L'indemnisation se limite cependant aux frais d'aménagement semblables à ceux qui existaient dans les locaux anciens.

Enfin, une clause d'accession sans indemnité stipulée au profit du bailleur ne fait pas obstacle au droit du preneur évincé d'être indemnisé des frais de réinstallation dans un nouveau local bénéficiant d'aménagements et équipements similaires à celui qu'il a été contraint de quitter.

En espèce, sur le principe, les bailleurs ne s'opposent pas à l'indemnisation des frais de réinstallation du preneur, ne démontrant d'ailleurs pas que ce dernier ne se réinstallera pas dans un autre fonds.

S'agissant du montant de l'indemnité due au titre des frais de réinstallatoin, l'expert l'estime à 6000 euros, ce qui est le chiffre qui a été retenu par le premier juge.
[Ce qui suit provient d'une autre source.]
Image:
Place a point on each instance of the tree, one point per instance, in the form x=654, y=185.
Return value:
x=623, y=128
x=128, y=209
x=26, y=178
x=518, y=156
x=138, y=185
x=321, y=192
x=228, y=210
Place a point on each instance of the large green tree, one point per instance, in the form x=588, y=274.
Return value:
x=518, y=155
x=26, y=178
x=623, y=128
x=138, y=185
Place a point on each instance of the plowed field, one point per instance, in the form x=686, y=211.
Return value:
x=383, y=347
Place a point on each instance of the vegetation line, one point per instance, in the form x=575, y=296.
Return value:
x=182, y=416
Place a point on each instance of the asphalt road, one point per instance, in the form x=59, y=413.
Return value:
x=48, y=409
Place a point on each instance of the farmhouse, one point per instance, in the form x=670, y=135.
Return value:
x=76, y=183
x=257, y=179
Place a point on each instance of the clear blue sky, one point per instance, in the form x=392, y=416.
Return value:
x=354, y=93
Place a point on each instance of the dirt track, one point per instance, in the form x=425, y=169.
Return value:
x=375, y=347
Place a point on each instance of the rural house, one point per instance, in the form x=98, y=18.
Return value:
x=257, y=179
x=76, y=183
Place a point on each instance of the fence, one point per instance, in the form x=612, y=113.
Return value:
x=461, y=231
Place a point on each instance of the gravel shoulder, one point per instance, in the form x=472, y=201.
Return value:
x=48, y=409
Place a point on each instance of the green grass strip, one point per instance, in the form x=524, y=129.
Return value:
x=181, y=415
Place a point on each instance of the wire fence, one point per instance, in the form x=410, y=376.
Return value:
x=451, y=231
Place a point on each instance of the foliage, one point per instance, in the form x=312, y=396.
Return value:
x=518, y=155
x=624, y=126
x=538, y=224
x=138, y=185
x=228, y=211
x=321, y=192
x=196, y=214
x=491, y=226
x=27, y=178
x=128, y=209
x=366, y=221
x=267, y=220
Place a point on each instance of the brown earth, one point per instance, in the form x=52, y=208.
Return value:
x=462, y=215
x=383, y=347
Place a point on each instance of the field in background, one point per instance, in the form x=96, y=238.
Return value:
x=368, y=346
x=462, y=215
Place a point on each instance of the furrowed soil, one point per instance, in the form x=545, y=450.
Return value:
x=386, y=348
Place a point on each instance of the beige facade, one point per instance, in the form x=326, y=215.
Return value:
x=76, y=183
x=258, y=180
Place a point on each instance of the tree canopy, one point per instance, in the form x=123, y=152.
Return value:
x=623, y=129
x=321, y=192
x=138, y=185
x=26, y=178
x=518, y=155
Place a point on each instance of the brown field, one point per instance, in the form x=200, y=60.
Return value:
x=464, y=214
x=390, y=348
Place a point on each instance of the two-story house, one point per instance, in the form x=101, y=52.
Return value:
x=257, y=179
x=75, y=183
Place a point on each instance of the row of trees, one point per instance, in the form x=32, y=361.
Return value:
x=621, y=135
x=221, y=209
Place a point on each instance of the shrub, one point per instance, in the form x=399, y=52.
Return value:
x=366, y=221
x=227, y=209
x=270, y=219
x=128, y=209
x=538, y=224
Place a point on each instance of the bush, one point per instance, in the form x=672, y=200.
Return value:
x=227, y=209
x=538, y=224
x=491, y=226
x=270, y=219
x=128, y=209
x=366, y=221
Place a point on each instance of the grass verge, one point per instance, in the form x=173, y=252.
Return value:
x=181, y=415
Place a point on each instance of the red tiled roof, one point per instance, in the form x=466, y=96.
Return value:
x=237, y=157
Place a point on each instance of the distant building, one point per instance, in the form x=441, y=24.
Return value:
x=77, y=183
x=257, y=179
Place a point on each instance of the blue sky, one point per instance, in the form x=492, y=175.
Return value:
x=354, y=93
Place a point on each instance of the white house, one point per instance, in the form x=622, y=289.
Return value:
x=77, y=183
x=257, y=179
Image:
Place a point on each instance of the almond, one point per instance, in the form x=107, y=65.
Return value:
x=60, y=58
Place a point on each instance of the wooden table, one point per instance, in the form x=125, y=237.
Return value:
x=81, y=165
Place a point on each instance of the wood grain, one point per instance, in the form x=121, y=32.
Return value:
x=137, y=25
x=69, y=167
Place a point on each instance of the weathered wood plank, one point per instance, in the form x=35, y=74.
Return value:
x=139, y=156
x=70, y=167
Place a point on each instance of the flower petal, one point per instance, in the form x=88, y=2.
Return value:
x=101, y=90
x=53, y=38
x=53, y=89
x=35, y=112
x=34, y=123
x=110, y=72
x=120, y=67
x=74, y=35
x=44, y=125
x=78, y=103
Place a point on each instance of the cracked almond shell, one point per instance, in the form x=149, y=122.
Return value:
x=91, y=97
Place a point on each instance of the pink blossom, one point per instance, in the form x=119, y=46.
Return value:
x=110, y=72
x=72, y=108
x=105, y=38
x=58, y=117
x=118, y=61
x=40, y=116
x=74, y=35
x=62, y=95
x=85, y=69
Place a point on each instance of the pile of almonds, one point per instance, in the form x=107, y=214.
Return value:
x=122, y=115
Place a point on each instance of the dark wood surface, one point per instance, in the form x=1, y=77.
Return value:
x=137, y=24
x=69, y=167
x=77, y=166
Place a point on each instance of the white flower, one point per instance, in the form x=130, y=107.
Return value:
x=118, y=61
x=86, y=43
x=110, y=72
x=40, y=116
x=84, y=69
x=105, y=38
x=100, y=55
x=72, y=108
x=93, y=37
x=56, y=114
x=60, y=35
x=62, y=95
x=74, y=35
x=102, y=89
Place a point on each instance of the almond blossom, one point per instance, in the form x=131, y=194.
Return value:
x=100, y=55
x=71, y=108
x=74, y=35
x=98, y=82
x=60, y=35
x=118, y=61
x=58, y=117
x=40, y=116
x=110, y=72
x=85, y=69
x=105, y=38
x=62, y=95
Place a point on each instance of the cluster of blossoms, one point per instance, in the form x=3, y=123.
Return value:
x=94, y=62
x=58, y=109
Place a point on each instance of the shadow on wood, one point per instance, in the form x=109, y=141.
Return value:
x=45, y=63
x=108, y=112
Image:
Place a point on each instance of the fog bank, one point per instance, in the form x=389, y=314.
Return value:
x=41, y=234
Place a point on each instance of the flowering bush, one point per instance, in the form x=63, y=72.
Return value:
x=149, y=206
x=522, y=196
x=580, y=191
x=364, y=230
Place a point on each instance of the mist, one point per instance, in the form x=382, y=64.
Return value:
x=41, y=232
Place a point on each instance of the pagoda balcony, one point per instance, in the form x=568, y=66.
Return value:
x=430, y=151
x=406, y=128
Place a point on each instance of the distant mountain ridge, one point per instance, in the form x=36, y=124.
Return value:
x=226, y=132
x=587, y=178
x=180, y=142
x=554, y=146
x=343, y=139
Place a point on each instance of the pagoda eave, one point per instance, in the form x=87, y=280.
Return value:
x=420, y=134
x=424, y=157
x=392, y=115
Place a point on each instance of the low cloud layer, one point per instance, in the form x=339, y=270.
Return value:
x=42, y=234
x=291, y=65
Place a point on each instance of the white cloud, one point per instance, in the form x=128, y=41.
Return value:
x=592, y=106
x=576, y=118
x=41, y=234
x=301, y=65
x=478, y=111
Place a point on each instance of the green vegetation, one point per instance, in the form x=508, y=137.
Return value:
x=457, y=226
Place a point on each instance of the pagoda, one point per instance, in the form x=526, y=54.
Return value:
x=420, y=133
Pour se déterminer ainsi, l'expert a retenu principalement deux éléments :

- il considère que le preneur n'a pas à supporter les frais de réinstallation coûteuse à proportion du degré d'amortissement des investissements qu'il abandonnera par la contrainte,

- il considère que le bailleur n'a pas à supporter un devis de 'création' aux normes actuelles d'une station de service et de lavage sur un terrain nu.

De son côté, le preneur réclame une indemnité au titre des frais de réinstallation à hauteur de 331.055 euros TTC, coût incluant les coûts travaux et équipements spécifiques suivants :

- stockage métallique : 22 000 euros

- Distribution : 62 135 euros

- armoire extérieure : 828 euros

- auvent : 30 000 euros

-équipement divers : 13 781 euros

- totem : 24 200 euros

- aspirateur et gonfleur : 2500 euros

- installations pétrolières : 43 290 euros

- génie civil : 60 000 euros

- fouille cuve : 27 145 euros

Il y a lieu de tenir compte, en l'espèce, de la clause d'accession du bail commercial stipulée en ces termes :'tous travaux, embellissements et améliorations quelconques qui seraient faits par le preneur même avec l'autorisation du bailleur, resteront en fin de bail la propriété de ce dernier sans indemnité'.

En premier lieu, l'expert judiciaire a retenu à juste titre que le bailleur n'avait pas à supporter le coût de la création aux normes actuelles d'une nouvelle station de service et de lavage, dés lors que, par principe, ce dernier est seulement tenu de prendre en charge les frais de réinstallation supportés par le locataire pour mettre en place, dans son nouveau fonds, des aménagements semblables à ceux perdus.

Cependant, c'est à juste titre que M. [X] [M] sollicite une indemnité au titre de certains équipements et travaux spécifiques à son activité commerciale que l'expert judiciaire a refusé de prendre en considération. En effet, certains de ces équipements vont rester la propriété du bailleur en raison de la clause d'accession insérée au bail commercial et rédigée en ces termes :' tous travaux, embellissements et améliorations quelconques qui seraient faits par le preneur même avec l'autorisation du bailleur , resteront en fin de bail la propriété de ce dernier sans indemnité'.

D'autre part, certains des travaux mis en avant par le preneur sont nécessaires à la réinstallation de son fonds de commerce avec des équipements semblables à l'ancien.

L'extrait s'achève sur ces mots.